If you were injured while a passenger in a bus you may have a claim even if your injury was due to the actions of a passenger. Common carrier law places a high duty of care on bus drivers to protect passengers from foreseeable attacks or injuries caused by other passengers. The bus driver must have notice of the potential danger and a reasonable opportunity and means to protect the passenger.
Bus accident cases involving buses that cross state lines are subject to many of the federal regulations discussed in the pages about truck accidents. In cases where a passenger on a bus or limo is hurt in an accident or by another passenger the applicable duties under Maryland law are very different from those applied to personal passenger cars. There is also a regional pact that governs bus travel in the Washington D.C. metropolitan area. This pact provides another layer of regulations.
Bus drivers are required to adhere to a different pre-trip than tractor-trailer drivers. The additional requirements mainly focus on the safety of the interior for passengers.
BUS DRIVERS ARE GUARDIANS OF THEIR PASSENGERS’ SAFETY
Maryland Common-Carrier Law
Bus companies and their drivers are held to a higher duty as common carriers under Maryland law than the owners and drivers of most passenger cars. A common carrier owes its passengers the highest degree of care to provide safe transportation. The common carrier has a duty to use the utmost degree of care, skill, and diligence as to matters concerning their passengers’ safety. This duty begins when the passenger enters the bus and/or property owned, controlled, or maintained by the common carrier and ends when a passenger reaches a place of safety after exiting the bus. The Maryland Courts found that a bus driver has a duty to take reasonable actions to prevent a foreseeable attack by one passenger against another.

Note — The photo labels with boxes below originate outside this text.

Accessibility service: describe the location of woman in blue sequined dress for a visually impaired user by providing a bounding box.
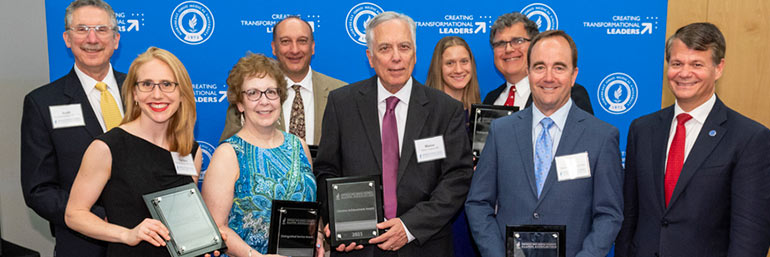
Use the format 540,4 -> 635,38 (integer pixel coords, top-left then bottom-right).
202,54 -> 323,256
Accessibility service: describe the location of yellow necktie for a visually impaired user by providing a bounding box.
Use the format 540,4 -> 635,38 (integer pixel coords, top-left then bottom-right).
96,82 -> 123,131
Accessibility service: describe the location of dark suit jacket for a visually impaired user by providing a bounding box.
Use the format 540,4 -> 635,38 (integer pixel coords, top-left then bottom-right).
615,98 -> 770,257
465,104 -> 623,257
219,70 -> 345,142
482,82 -> 594,115
313,76 -> 473,257
21,68 -> 126,257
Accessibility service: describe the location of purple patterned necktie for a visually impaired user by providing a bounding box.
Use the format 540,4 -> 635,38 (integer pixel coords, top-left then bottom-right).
382,96 -> 399,219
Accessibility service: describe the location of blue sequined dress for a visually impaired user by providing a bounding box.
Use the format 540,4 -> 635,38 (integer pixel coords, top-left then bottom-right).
224,132 -> 316,254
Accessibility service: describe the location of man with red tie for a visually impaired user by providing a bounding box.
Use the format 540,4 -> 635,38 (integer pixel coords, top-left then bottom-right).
313,12 -> 473,257
615,23 -> 770,257
483,12 -> 594,114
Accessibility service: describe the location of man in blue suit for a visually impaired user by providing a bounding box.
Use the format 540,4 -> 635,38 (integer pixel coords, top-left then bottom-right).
21,0 -> 126,257
465,31 -> 623,257
615,23 -> 770,257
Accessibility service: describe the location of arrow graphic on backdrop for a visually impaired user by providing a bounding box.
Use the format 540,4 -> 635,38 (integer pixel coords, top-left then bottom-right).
126,20 -> 139,31
473,21 -> 487,33
642,22 -> 652,34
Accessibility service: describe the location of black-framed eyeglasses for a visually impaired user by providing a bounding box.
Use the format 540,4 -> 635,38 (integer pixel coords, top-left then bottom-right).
67,25 -> 115,37
241,88 -> 279,101
135,80 -> 179,93
492,37 -> 531,49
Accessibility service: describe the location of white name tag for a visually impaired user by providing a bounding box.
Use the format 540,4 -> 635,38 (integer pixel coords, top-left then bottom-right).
556,152 -> 591,181
414,136 -> 446,163
48,104 -> 86,129
171,152 -> 198,176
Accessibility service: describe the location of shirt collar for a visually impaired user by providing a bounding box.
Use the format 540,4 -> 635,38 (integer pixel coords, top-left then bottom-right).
532,98 -> 572,131
377,77 -> 412,105
284,66 -> 313,93
73,63 -> 118,93
674,94 -> 717,124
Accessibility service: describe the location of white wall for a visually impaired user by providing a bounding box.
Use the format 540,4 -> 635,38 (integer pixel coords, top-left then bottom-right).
0,0 -> 55,256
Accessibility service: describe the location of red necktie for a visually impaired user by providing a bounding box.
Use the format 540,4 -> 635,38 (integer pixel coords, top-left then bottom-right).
503,85 -> 516,106
382,96 -> 399,219
663,113 -> 692,207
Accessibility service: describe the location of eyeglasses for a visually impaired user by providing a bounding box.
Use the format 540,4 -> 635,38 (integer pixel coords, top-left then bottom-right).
67,25 -> 115,37
241,88 -> 278,101
492,37 -> 530,49
135,80 -> 179,93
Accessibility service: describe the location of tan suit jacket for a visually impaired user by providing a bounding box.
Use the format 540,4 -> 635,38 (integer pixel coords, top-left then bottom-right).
219,70 -> 347,145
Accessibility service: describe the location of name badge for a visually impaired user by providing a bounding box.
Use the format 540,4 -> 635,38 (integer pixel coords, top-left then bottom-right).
48,104 -> 86,129
414,136 -> 446,163
171,152 -> 198,176
555,152 -> 591,181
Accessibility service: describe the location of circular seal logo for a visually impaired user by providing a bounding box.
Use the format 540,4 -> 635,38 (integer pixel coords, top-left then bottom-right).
198,141 -> 216,187
596,72 -> 639,114
521,3 -> 559,32
171,1 -> 214,45
345,2 -> 385,45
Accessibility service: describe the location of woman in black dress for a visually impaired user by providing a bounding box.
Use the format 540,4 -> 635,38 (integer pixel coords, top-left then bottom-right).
65,47 -> 201,256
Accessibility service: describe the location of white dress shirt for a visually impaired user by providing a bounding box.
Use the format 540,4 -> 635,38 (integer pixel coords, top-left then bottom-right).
494,76 -> 529,110
377,77 -> 415,243
532,99 -> 572,156
664,95 -> 717,168
282,68 -> 315,144
73,64 -> 125,132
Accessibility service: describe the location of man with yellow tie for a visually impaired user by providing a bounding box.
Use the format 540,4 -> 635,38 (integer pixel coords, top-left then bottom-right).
21,0 -> 126,257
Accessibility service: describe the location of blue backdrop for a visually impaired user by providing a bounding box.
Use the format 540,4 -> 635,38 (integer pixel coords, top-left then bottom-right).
45,0 -> 667,181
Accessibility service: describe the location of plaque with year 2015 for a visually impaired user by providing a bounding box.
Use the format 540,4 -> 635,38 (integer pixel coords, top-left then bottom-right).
267,200 -> 320,257
468,104 -> 519,160
142,183 -> 227,257
326,176 -> 384,247
505,225 -> 567,257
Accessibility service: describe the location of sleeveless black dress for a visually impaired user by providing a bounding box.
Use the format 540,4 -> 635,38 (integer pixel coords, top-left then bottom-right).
96,127 -> 198,257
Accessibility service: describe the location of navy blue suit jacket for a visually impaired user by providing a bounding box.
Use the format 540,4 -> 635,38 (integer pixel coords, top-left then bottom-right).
465,104 -> 623,257
313,76 -> 473,257
21,68 -> 126,257
615,98 -> 770,257
482,83 -> 594,115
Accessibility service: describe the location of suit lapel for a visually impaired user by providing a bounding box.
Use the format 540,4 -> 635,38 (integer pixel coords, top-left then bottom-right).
64,68 -> 104,137
530,102 -> 586,204
483,82 -> 506,105
647,105 -> 674,210
356,76 -> 382,173
669,99 -> 727,206
308,71 -> 329,145
397,81 -> 433,182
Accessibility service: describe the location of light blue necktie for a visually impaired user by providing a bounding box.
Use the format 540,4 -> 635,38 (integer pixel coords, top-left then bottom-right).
535,117 -> 553,198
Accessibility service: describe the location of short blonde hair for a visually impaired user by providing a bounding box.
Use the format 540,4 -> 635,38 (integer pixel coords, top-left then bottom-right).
227,53 -> 288,106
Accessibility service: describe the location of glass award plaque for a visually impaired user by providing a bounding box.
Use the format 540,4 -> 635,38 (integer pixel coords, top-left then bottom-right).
267,200 -> 320,257
326,176 -> 385,247
505,225 -> 567,257
307,145 -> 318,163
142,183 -> 226,257
468,104 -> 519,159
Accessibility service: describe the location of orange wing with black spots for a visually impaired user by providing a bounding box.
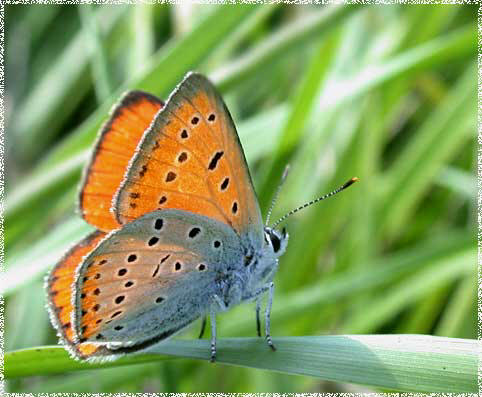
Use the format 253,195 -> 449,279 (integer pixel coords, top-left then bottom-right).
113,73 -> 263,239
79,91 -> 163,231
47,231 -> 106,357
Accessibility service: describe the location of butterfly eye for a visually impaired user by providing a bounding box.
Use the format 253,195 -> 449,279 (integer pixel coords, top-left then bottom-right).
147,236 -> 159,247
188,227 -> 201,238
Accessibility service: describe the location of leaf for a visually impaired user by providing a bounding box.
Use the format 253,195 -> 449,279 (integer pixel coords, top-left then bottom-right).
5,335 -> 480,393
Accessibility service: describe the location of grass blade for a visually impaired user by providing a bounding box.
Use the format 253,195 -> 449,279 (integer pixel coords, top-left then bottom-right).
5,335 -> 480,393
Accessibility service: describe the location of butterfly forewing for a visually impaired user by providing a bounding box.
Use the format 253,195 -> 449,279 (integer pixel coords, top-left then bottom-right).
113,73 -> 262,238
79,91 -> 163,231
73,210 -> 240,351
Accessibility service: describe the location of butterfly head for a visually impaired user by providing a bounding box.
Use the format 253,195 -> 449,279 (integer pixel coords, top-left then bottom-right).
264,227 -> 289,258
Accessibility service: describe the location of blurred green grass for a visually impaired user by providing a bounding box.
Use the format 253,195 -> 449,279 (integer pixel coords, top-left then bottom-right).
4,5 -> 477,392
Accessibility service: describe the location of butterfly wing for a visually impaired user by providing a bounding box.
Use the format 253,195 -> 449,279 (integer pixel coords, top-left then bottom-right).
79,91 -> 163,231
46,231 -> 112,357
113,73 -> 263,241
73,210 -> 240,354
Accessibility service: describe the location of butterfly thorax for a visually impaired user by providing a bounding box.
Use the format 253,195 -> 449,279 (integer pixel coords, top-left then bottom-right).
215,228 -> 288,310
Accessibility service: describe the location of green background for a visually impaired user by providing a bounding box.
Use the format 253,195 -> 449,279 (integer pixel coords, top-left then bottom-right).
4,5 -> 477,392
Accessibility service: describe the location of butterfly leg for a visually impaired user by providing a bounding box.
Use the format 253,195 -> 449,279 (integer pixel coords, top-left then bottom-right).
210,310 -> 216,363
199,316 -> 206,339
256,298 -> 261,336
264,282 -> 276,351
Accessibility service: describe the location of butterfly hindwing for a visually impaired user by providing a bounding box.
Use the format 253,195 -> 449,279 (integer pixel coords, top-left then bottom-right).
46,231 -> 112,358
73,210 -> 240,353
79,91 -> 163,231
113,73 -> 263,238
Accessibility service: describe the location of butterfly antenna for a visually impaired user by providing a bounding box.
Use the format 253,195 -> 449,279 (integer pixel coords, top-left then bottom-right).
271,177 -> 358,229
265,164 -> 290,226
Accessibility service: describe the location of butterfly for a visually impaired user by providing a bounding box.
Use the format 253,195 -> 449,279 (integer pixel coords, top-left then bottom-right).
46,72 -> 356,361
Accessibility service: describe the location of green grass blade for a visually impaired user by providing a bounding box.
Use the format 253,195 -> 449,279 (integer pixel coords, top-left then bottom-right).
5,335 -> 480,393
77,4 -> 112,103
44,5 -> 255,166
379,60 -> 476,235
211,5 -> 359,90
11,6 -> 126,162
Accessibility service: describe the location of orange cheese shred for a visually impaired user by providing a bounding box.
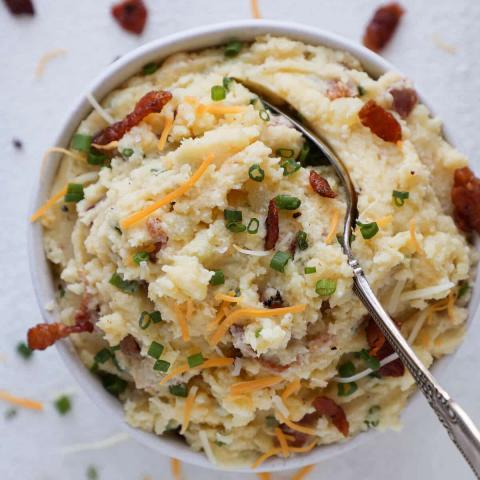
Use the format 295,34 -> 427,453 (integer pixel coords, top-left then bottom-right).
120,153 -> 213,229
210,304 -> 306,345
0,390 -> 43,410
230,375 -> 283,395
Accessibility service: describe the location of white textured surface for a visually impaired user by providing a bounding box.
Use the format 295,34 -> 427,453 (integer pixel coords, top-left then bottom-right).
0,0 -> 480,480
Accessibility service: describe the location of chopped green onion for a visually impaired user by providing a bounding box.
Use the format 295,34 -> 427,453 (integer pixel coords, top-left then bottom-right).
72,133 -> 93,153
109,272 -> 140,295
209,270 -> 225,285
223,208 -> 243,222
357,221 -> 379,240
147,341 -> 165,360
280,158 -> 302,177
274,195 -> 302,210
211,85 -> 227,102
223,40 -> 243,58
315,278 -> 337,297
276,148 -> 295,158
168,383 -> 188,398
247,217 -> 260,234
17,342 -> 33,360
153,360 -> 170,372
392,190 -> 410,207
54,395 -> 72,415
222,77 -> 235,92
270,252 -> 291,272
187,353 -> 205,368
65,183 -> 85,202
142,62 -> 160,75
248,163 -> 265,182
337,382 -> 358,397
295,230 -> 308,250
258,109 -> 270,122
133,252 -> 150,265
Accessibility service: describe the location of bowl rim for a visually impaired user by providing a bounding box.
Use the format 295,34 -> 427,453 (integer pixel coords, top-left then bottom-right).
27,19 -> 478,473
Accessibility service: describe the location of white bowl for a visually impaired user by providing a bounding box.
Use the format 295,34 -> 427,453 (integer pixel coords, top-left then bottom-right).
29,20 -> 480,472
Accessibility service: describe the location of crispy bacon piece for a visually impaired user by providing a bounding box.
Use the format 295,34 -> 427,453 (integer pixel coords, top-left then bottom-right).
92,90 -> 172,145
111,0 -> 148,35
451,167 -> 480,234
4,0 -> 35,15
313,396 -> 350,437
265,200 -> 280,250
363,2 -> 405,52
365,317 -> 405,377
358,100 -> 402,143
390,88 -> 418,118
309,170 -> 337,198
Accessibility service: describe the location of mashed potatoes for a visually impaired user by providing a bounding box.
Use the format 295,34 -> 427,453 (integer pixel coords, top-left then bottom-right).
42,37 -> 472,463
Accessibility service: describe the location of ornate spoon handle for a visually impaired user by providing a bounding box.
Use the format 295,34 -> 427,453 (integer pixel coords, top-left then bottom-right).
349,257 -> 480,479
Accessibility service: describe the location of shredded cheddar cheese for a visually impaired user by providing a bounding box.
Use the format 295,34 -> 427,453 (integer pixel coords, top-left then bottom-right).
230,375 -> 283,395
325,210 -> 340,245
0,390 -> 43,410
120,154 -> 213,229
210,304 -> 306,345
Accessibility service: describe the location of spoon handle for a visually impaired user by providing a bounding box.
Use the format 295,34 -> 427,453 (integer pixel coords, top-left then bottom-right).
349,257 -> 480,479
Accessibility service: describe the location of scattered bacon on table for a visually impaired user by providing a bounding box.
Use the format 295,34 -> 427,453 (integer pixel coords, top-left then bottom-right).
92,90 -> 172,145
363,2 -> 405,52
358,100 -> 402,143
111,0 -> 148,35
451,167 -> 480,234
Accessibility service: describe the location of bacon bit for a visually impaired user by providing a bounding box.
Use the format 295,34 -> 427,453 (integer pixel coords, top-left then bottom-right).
363,2 -> 405,52
309,170 -> 337,198
4,0 -> 35,15
265,199 -> 279,250
111,0 -> 148,35
120,334 -> 140,357
313,397 -> 350,437
92,90 -> 172,145
365,317 -> 405,377
358,100 -> 402,143
390,88 -> 418,118
451,167 -> 480,234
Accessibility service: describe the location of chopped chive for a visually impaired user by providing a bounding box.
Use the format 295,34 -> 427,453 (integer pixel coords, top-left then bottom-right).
392,190 -> 410,207
187,353 -> 205,368
276,148 -> 295,158
132,252 -> 150,265
209,270 -> 225,285
17,342 -> 33,360
109,272 -> 140,295
247,217 -> 260,234
295,230 -> 308,250
270,252 -> 291,273
147,341 -> 165,360
211,85 -> 227,102
65,183 -> 85,202
54,395 -> 72,415
72,133 -> 93,153
223,40 -> 243,58
315,278 -> 337,297
258,109 -> 270,122
274,195 -> 302,210
248,163 -> 265,182
168,383 -> 188,398
357,221 -> 379,240
142,62 -> 160,75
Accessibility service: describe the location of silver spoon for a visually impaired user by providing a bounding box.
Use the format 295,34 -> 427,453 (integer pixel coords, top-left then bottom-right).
235,78 -> 480,479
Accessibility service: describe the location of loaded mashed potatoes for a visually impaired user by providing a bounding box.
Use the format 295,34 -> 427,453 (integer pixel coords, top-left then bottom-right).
29,37 -> 477,466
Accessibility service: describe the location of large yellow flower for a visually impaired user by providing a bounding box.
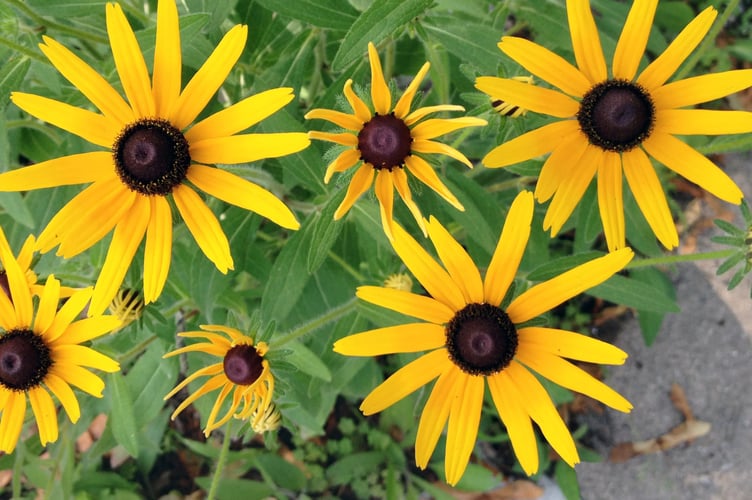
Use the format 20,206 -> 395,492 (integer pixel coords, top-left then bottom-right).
305,43 -> 486,238
0,235 -> 120,453
334,192 -> 633,484
164,325 -> 275,437
0,0 -> 309,314
476,0 -> 752,249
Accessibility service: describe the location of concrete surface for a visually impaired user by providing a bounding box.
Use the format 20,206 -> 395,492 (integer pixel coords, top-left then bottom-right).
577,153 -> 752,500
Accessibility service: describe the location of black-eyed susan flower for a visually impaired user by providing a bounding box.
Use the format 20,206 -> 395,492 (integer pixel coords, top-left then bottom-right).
165,325 -> 274,437
334,192 -> 633,484
0,0 -> 309,314
305,43 -> 486,238
475,0 -> 752,249
0,238 -> 120,453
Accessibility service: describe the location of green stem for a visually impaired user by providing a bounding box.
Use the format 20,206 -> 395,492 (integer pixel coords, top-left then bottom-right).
7,0 -> 107,43
626,248 -> 737,269
269,297 -> 358,349
206,419 -> 233,500
674,0 -> 739,80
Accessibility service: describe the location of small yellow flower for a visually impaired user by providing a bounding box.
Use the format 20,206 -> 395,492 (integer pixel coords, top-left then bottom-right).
0,238 -> 120,453
0,0 -> 310,315
164,325 -> 274,437
305,43 -> 486,238
475,0 -> 752,250
334,192 -> 633,484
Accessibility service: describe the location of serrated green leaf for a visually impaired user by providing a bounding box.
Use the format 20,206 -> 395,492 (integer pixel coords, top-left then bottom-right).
257,0 -> 358,30
587,274 -> 680,313
332,0 -> 433,71
107,372 -> 138,457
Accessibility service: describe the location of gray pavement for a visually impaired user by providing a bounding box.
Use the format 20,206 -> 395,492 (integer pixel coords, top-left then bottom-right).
577,154 -> 752,500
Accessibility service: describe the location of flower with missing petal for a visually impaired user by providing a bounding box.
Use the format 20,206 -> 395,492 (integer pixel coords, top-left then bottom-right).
475,0 -> 752,250
164,325 -> 274,437
0,238 -> 120,453
334,192 -> 633,484
0,0 -> 309,314
305,43 -> 486,238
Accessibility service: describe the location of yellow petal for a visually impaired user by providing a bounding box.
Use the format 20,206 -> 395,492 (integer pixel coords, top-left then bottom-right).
483,191 -> 535,306
410,116 -> 487,141
88,196 -> 151,316
598,152 -> 626,252
170,25 -> 248,129
499,36 -> 592,97
504,361 -> 580,467
517,326 -> 627,365
185,87 -> 295,144
394,63 -> 431,120
187,165 -> 300,229
613,0 -> 658,81
106,3 -> 154,117
444,375 -> 485,486
39,36 -> 135,126
392,224 -> 466,311
44,373 -> 81,424
172,184 -> 234,274
516,349 -> 632,412
642,131 -> 744,205
405,155 -> 465,211
324,149 -> 360,184
637,7 -> 718,93
344,79 -> 373,123
360,349 -> 451,415
622,148 -> 679,250
189,132 -> 311,164
410,139 -> 473,168
568,0 -> 608,84
655,108 -> 752,135
12,92 -> 120,148
482,120 -> 580,168
507,248 -> 634,324
334,163 -> 374,220
415,364 -> 456,469
0,151 -> 115,191
543,145 -> 604,237
428,216 -> 483,304
373,168 -> 394,241
334,323 -> 446,356
475,76 -> 580,118
144,195 -> 173,304
305,109 -> 363,130
368,42 -> 392,115
151,1 -> 181,117
355,286 -> 454,325
651,69 -> 752,109
487,371 -> 539,476
535,129 -> 588,203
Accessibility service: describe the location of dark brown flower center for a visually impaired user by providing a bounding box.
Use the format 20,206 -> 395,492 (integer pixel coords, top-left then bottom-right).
0,330 -> 52,391
446,304 -> 517,375
358,113 -> 413,170
577,80 -> 655,152
112,118 -> 191,196
222,344 -> 264,385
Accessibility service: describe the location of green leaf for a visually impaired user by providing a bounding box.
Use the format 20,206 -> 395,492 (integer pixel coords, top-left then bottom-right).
587,274 -> 680,313
332,0 -> 433,71
107,372 -> 138,457
256,0 -> 358,30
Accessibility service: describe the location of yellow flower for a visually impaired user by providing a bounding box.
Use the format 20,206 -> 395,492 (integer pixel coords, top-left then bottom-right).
0,0 -> 309,314
0,238 -> 120,453
334,191 -> 633,484
305,43 -> 486,238
475,0 -> 752,250
164,325 -> 274,437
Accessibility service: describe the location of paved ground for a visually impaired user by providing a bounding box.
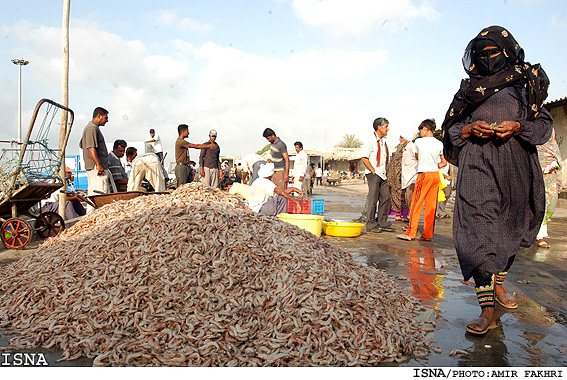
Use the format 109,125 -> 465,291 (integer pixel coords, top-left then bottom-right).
313,181 -> 567,367
0,181 -> 567,367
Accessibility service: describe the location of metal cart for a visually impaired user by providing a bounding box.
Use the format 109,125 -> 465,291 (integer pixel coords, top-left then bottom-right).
0,99 -> 74,249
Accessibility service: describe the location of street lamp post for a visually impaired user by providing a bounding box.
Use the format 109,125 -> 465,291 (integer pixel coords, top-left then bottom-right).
12,58 -> 29,142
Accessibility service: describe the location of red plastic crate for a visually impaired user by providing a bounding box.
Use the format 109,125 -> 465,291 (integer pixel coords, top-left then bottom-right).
287,199 -> 311,214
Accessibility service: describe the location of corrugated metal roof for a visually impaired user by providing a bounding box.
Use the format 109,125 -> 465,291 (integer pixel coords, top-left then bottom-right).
543,97 -> 567,110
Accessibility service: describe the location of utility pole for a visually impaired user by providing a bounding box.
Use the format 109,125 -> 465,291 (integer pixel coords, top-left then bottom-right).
59,0 -> 71,220
12,58 -> 29,143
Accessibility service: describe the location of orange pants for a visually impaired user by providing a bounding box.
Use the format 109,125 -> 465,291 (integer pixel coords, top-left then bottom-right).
406,172 -> 439,239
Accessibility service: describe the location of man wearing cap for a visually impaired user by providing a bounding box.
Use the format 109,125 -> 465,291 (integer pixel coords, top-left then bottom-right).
199,129 -> 221,188
248,162 -> 303,216
79,107 -> 109,212
175,124 -> 216,187
146,129 -> 163,163
262,128 -> 289,190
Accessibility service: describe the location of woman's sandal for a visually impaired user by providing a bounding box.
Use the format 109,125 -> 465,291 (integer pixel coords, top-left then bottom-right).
494,293 -> 518,309
466,317 -> 497,335
536,239 -> 551,248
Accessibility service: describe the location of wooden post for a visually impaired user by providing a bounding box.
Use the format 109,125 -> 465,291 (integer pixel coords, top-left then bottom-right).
59,0 -> 71,219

Most transit buses have cameras recording the exterior and the interior of the bus. This video should be promptly requested after a bus accident or a passenger assault.
Bus Accidents and Assaults
Bus drivers that are on notice of dangers to their passengers have a duty to safeguard passengers from those dangers. Party buses often supply or permit alcohol. Alcohol increases the dangers that customers are exposed to by other passengers. If passengers on a party bus are intoxicated and have threatened other passengers, then the bus driver should assess whether it is safe to drop off the passengers at a location without security.